Et enfin : Cinquième roman de ce mois d’août, Je ne te verrai pas mourir d’Antonio Muñoz Molina m’a surtout retenue par son écriture. La première partie du roman est composée d’une seule et longue phrase, qui entraîne le lecteur dans un mouvement continu, entre souvenirs, rêves et présent, sans lui laisser véritablement la possibilité de reprendre son souffle. Une contrainte qui pourrait sembler vertigineuse devient ici une véritable musique : le rythme, les reprises, les strates de la mémoire et les glissements du récit donnent à cette phrase une tension presque physique. La forme épouse ainsi admirablement le sujet du roman, ce « fil ténu » qui relie mémoire et imagination et qu’il faut, comme le dit le narrateur, prendre garde à ne pas tirer trop fort. Une belle démonstration de la virtuosité de Muñoz Molina, servie par la traduction d’Isabelle Gugnon, qui restitue avec finesse les inflexions de cette prose musicale.
Cinq romans pour le moment, donc, cinq univers très différents et, surtout, cinq plaisirs de lecture : l’éblouissement des découvertes, le bonheur de retrouver un héros auquel on s’est attaché, le charme d’une forme littéraire que j’affectionne particulièrement et cette réflexion pleine d’humour sur l’art de vieillir, et un style inimitable. De quoi donner déjà à ce mois d’août un joli goût de lecture…
Août : le moment d'une pause bienvenue. Un long break de trois semaines, qui a permis à Monsieur P. de réussir son programme de bricolage.

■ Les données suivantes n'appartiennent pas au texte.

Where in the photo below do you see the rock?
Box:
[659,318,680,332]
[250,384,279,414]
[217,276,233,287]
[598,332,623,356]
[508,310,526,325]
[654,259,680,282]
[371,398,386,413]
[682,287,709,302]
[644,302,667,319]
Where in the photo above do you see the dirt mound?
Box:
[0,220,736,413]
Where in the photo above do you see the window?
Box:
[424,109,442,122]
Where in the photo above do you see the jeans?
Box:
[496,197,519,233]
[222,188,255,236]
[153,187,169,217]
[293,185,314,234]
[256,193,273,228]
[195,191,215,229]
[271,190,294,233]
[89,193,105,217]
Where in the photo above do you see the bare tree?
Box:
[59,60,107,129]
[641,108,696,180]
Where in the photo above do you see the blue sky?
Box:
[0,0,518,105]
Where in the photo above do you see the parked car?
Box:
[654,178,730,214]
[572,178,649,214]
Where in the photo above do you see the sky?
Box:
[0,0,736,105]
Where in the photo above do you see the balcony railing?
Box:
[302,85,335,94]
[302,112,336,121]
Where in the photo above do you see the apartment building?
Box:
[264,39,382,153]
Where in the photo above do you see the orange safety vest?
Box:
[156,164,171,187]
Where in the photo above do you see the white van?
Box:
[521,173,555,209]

Quant à moi j'ai profité de la canicule pour reprendre mollement mes pinceaux et préparer de petits cadeaux aux amies...
Une belle exposition au moulin de la filature : Terra in vitro de Valérie Franchini
Perak nevez gant ma brezhoneg ?
Je continue à travailler avec ma plateforme préférée Desketa et ai entamé un nouveau recueil de nouvelles "Eost" tout à fait de saison en version bilingue. Et j'ai lu "Bezhin glas, an istor difennet", l'enquête d'Inés Léraud traduite en breton.
J'ai participé à une visite du musée de Saint-Servais dédié à Yan' Dargent, cette fois-ci en breton. Quelle surprise de retrouver une cinquantaine de personnes rassemblées dans ce tout petit village pour suivre la visite-conférence de Ronan Hirrien, et de reconnaître dans l'assemblée une animatrice que je vois habituellement le samedi dans "Evel Just" sur le petit écran ! Le fait d'avoir préparé en amont cette visite (en l'effectuant une première fois en français, un mois auparavant) m'a certainement aidée à comprendre, mais je suis contente du chemin parcouru en un an.
J'ai assisté à un pardon traditionnel à Chateauneuf du faou, me remettant dans les pas de Marguerite et Paul Sérusier., l'occasion d'entendre un peu de breton.